Cuando uno es niño, cree a su padre un superhéroe: que lo puede todo, que es el más fuerte, que es más listo que todos y se convierte en refugio, en el ideal de un ente que ve el mundo desde abajo, maximizando todo.
Luego uno crece, pero el padre continúa viendo, aún con el tamaño o los bienes que se pueda tener, a ese ser que lleno de temores lo abrazaba, al que observaba con amor las falencias que tenía pero también apostaba con fe a las fortalezas que reconocía.
Yo, que he tenido tan buen papá, puedo decir la bendición de tenerlo.
A esta edad, mi padre continúa siendo mi héroe.
No soy el mejor hijo, sigo corriendo hacia él cuando las cosas no salen bien.
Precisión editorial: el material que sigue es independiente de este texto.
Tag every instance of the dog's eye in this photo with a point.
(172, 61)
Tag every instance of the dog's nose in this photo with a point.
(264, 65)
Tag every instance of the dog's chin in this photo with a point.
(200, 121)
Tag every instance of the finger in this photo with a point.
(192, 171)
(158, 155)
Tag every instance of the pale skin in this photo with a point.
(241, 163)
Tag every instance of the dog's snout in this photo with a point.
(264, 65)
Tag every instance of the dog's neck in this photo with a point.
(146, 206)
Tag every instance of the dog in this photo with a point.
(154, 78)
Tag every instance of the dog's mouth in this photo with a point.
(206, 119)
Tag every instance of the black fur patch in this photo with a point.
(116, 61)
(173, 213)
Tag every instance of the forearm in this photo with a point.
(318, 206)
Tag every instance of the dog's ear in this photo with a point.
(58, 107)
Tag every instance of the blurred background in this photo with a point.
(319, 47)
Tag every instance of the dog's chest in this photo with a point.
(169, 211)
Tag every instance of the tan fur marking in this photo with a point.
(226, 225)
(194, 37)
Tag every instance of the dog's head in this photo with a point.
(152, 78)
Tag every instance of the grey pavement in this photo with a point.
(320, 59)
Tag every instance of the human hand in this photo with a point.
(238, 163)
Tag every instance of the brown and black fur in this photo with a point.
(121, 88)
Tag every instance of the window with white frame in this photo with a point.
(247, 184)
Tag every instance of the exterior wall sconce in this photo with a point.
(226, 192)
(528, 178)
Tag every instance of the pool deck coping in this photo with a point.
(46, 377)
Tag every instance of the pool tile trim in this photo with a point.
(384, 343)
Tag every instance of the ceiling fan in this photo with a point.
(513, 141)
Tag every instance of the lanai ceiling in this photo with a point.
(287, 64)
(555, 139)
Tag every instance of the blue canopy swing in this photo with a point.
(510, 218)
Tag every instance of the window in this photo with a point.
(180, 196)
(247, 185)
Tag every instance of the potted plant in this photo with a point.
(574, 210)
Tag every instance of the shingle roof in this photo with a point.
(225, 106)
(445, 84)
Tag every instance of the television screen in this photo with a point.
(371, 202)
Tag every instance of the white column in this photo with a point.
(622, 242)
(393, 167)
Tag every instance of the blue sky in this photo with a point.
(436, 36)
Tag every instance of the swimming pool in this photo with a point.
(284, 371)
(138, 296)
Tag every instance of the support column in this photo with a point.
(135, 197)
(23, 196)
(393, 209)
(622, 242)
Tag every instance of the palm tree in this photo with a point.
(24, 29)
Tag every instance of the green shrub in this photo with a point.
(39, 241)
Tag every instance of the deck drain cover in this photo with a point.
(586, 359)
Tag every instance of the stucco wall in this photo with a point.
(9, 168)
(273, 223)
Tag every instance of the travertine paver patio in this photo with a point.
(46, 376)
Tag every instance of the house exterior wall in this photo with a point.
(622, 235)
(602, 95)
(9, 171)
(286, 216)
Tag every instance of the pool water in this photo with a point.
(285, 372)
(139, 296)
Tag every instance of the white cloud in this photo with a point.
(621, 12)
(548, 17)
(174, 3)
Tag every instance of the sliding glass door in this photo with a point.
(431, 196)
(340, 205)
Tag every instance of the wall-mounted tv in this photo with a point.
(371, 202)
Cuando tengo miedo de dar un paso, me da fuerzas; cuando me emociono con algo me alerta de los peligros y cuando algo sale bien, su celebración es mayor que la mía.
Siempre he tenido un padre cristiano, su conversión al Señor se produjo justo antes de mi nacimiento. He tenido el privilegio de ser guiado por un hombre renovado, que no teme a las lágrimas ni al perdón.
Ser hijo de un hombre honesto, responsable, con el mejor sentido del humor, con el sentido de justicia (hasta que duela), con el perdón como bandera y la humildad como práctica (sin nunca proclamarla).
Ser hijo del mejor orador que pueda tener una tribuna. A nadie me gusta escuchar más que a mi padre cuando sube como pastor a un púlpito.
Un hombre que tiene la valentía de aceptar un error y tiene la disciplina que nadie supera cuando de asumir una tarea se trata.
¡Un cristiano de verdad!
A esta edad, viendo a mi papá, reconozco las cosas que sembró en mí, aquellas que me hacen parecido a él, y que recibo con alegría cuando quienes nos conocen me las señalan.
A esta edad tengo el privilegio de decirle estas cosas y sorprenderme a mí mismo, pues no solamente en la infancia sino en la adultez, Plutarco es el hombre al que siempre he querido parecerme.
En este Día del Padre, la felicidad mayor es tenerlo.